The proposer treated this as a ‘bag and balls’ problem, analogous to the following: 10 balls from one bag gave 7 white and 3 black, 14 from another bag gave 9 white and 5 black: what is the chance that the actual ratio of white to black balls was greater in the former than in the latter?—this actual ratio being of course considered a true indication of what would be the ultimate proportions of white and black drawings. This seems to me to be the only reasonable way of treating the problem, if it is to be considered capable of numerical solution at all.
Of course the inevitable assumption has to be made here about the equal prevalence of the different possible kinds of bag,—or, as the supporters of the justice of the calculation would put it, of the obligation to assume the equal à priori likelihood of each kind,—but I think that in this particular example the arbitrariness of the assumption is less than usual. This is because the problem discusses simply a balance between two extremely similar cases, and there is a certain set-off against each other of the objectionable assumptions on each side. Had one set of experiments only been proposed, and had we been asked to evaluate the probability of continued repetition of them confirming their verdict, I should have felt all the scruples I have already mentioned. But here we have got two sets of experiments carried on under almost exactly similar circumstances, and there is therefore less arbitrariness in assuming that their unknown conditions are tolerably equally prevalent.
§ 18. Examples of the description commonly introduced seem objectionable enough, but if we wish to realize to its full extent the vagueness of some of the problems submitted to this Inverse Probability, we have not far to seek. In natural as in artificial examples, where statistics are unattainable the enquiry becomes utterly hopeless, and all attempts at laying down rules for calculation must be abandoned. Take, for instance, the question which has given rise to some discussion,[9] whether such and such groups of stars are or are not to be regarded as the results of an accidental distribution; or the still wider and vaguer question, whether such and such things, or say the world itself, have been produced by chance?
In cases of this kind the insuperable difficulty is in determining what sense exactly is to be attached to the words ‘accidental’ and ‘random’ which enter into the discussion. Some account was given, in the fourth chapter, of their scientific and conventional meaning in Probability. There seem to be the same objections to generalizing them out of such relation, as there is in metaphysics to talking of the Infinite or the Absolute. Infinite magnitude, or infinite power, one can to some extent comprehend, or at least one may understand what is being talked about, but ‘the infinite’ seems to me a term devoid of meaning. So of anything supposed to have been produced at random: tell us the nature of the agency, the limits of its randomness and so on, and we can venture upon the problem, but without such data we know not what to do.

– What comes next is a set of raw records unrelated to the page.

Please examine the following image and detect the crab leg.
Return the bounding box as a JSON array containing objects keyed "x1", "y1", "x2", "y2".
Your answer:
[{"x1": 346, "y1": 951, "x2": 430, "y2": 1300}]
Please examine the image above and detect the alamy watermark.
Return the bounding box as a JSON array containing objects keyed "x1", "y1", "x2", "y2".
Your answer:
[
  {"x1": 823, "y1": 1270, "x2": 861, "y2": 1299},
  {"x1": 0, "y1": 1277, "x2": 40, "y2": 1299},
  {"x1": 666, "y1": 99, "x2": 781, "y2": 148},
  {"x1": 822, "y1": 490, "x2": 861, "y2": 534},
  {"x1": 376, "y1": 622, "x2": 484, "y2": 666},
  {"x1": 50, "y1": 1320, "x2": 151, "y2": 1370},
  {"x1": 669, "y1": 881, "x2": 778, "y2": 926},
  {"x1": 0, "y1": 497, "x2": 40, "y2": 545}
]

The further consideration of such a problem might, I think, without arrogance be relegated to the Chapter on Fallacies. Accordingly any further remarks which I have to make upon the subject will be found there, and at the conclusion of the chapter on Causation and Design.
[1] It might be more accurate to speak of ‘incompatible hypotheses with respect to any individual case’, or ‘mutually exclusive classes of events’.
[2] The examples, of this kind, referring to human mortality are taken from the Carlisle tables. These differ considerably, as is well known, from other tables, but we have the high authority of De Morgan for regarding them as the best representative of the average mortality of the English middle classes at the present day.
[3] I say, almost any proportion, because, as may easily be seen, arithmetic imposes certain restrictions upon the assumptions that can be made. We could not, for instance, suppose that all the black-haired men are short-sighted, for in any given batch of men the former are more numerous. But the range of these restrictions is limited, and their existence is not of importance in the above discussion.